Member of the West Bengal Legislative Assembly
- In office 13 May 2001 – 23 May 2019
- Preceded by: Jayanta Kumar Biswas
- Succeeded by: Sahina Mumtaz Begum
- Constituency: Naoda

Personal details
- Born: 23 November 1964 (age 61) Naoda, West Bengal, India
- Party: Nationalist Citizens Party of India (2026–present)
- Other political affiliations: Trinamool Congress (2019–2026) Indian National Congress (1992–2019)

= Abu Taher Khan =

Indian politician

Abu Taher Khan (আবু তাহের খান; born 23 November 1964) is an Indian Bengali politician, agriculturalist and social worker from Murshidabad. He was former Legislator and is the current Member of Parliament from the Murshidabad representing the Nationalist Citizens Party of India.

==Early life and education==
Khan was born in 1963 to Bengali Muslim parents in Naoda, Murshidabad district. His father was Barkatullah Khan and his mother was Sabijan Bewa. In 1980, he passed his 8th/Madhyamik under the West Bengal Board of Secondary Education from Hareknagar MMCVP in Beldanga. Khan married Tanuja Khanum, and has two sons. The family also have a home in New Delhi, the country's capital. He is one of prominent leaders of Murshidabad, West Bengal.

==Career==
Khan's political career began when he ran as an Indian National Congress candidate for the Naoda (Vidhan Sabha constituency) during the 2001 West Bengal Legislative Assembly elections. Khan kept this seat for 18 years, as he was able to win the elections of 2006, 2011 and 2016.

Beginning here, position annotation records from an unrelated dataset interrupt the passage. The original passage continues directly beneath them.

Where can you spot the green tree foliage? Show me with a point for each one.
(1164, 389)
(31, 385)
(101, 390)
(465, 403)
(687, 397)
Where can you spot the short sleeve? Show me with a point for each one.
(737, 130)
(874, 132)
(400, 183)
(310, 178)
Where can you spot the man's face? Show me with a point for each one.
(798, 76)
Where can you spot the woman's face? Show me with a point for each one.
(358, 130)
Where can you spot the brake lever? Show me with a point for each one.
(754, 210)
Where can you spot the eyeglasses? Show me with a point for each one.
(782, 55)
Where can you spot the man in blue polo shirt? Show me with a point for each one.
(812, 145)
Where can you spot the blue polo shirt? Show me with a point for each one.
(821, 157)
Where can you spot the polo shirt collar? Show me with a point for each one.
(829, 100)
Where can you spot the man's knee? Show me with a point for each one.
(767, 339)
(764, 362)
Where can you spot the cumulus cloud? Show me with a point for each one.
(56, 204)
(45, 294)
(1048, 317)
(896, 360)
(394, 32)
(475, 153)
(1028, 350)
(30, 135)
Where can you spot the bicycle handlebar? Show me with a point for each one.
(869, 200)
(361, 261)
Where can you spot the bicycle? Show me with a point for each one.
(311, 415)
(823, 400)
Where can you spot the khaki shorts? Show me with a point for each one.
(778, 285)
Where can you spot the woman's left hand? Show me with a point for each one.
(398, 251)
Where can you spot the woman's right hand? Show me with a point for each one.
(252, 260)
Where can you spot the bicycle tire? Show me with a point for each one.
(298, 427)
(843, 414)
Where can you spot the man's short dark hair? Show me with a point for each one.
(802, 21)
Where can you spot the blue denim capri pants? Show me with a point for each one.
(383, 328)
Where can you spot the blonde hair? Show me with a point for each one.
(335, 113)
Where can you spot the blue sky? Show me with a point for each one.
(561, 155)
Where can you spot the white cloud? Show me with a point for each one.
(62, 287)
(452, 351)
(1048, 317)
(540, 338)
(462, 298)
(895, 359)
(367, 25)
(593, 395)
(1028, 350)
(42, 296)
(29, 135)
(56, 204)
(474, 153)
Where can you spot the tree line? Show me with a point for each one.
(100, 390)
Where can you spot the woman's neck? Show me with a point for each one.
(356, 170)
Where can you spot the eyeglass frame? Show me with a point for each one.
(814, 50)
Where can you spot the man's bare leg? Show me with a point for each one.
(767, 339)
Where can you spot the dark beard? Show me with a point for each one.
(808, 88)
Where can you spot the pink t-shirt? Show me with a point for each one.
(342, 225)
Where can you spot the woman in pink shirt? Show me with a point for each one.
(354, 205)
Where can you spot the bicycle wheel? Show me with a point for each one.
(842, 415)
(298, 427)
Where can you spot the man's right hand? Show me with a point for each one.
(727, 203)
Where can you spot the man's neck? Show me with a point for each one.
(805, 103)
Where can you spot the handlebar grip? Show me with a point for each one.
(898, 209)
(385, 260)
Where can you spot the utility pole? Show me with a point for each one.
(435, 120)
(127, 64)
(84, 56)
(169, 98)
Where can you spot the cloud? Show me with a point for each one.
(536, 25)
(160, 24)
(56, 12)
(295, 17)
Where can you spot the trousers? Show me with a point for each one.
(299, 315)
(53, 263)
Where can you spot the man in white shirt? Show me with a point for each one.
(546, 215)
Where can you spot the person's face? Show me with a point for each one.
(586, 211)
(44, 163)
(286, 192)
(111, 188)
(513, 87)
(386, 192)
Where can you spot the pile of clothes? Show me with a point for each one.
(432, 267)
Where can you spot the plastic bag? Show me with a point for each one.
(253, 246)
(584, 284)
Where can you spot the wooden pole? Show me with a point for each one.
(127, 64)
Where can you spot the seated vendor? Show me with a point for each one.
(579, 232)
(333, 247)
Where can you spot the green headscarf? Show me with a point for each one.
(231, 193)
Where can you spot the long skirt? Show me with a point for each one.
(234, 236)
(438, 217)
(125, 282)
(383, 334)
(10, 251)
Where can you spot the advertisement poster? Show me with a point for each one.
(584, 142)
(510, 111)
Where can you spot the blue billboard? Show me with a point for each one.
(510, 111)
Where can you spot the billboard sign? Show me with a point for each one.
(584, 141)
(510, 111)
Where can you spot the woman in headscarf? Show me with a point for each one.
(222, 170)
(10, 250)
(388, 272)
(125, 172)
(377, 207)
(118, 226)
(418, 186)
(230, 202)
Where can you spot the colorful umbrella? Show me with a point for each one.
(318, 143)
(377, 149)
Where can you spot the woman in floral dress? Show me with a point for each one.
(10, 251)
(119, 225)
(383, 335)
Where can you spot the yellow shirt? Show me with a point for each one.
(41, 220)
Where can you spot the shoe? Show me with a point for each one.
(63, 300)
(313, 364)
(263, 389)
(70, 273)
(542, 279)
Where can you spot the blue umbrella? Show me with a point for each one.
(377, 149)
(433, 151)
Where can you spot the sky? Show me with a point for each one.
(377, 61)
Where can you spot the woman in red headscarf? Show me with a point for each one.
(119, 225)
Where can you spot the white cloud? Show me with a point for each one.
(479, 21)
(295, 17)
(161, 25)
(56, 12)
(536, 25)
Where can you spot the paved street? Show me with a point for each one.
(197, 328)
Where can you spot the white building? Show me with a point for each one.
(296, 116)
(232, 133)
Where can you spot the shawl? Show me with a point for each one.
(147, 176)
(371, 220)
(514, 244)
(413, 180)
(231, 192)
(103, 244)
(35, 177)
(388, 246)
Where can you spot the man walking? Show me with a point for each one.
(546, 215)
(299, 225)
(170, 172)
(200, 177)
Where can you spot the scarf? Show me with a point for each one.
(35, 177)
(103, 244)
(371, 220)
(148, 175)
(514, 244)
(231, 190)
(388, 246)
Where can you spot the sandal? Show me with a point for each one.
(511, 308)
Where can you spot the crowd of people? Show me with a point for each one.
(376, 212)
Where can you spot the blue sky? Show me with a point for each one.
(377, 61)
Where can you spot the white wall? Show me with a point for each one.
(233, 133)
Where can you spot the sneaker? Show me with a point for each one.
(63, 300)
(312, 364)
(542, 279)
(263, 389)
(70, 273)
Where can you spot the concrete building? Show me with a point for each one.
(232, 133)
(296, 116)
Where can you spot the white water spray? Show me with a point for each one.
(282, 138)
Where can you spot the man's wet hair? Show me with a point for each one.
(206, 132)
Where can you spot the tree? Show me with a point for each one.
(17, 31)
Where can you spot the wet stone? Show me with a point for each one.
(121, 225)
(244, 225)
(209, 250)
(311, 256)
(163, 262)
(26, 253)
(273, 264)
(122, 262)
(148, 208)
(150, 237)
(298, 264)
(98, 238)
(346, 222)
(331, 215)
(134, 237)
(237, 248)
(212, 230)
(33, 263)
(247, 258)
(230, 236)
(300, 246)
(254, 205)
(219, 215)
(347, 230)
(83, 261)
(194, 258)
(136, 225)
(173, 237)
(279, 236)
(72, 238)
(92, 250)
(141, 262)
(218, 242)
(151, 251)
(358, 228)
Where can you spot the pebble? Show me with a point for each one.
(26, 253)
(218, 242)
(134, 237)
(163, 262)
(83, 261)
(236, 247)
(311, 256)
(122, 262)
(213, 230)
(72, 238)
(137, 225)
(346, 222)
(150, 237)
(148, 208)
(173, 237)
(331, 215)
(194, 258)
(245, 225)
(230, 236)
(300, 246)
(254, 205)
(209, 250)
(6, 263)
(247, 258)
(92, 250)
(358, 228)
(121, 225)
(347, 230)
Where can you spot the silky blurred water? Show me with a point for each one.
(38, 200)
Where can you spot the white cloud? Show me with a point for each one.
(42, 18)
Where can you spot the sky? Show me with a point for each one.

In 2019, Khan gave up his seat at the West Bengal Legislative Assembly to contest the 2019 Indian general election for the entire Murshidabad as an All India Trinamool Congress candidate. He successfully won the seat, defeating Abu Hena by 226417 votes, and officially became a Member of the Indian Parliament.

==Political career==
He contested the 2024 Lok Sabha election from the Trinamool Congress from 11No. Murshidabad Lok Sabha constituency and won to became first time Member of Parliament.

===2026 Rebellion===

In June 2026, almost immediately after the massive Trinamool Congress defeat, around 20 MPs of TMC allegedly declared rebellion from their Party, and presented their written wish to join Bhartiya Janata Party. This group was led by Kakoli Ghosh.

Later, on 14 June, 20 MPs, including Khan, signed a formal letter declaring their split from Trinamool Congress as to merge with the Nationalist Citizen Party of India (NCPI). They formally submitted the letter to Lok Sabha Speaker Om Birla.

The total strength of TMC in Lok Sabha had been 28, so that a number of 20 MPS made it eligible for splitting from the Party, as per the Indian Defection laws, so as to escape the anti-defection disqualification.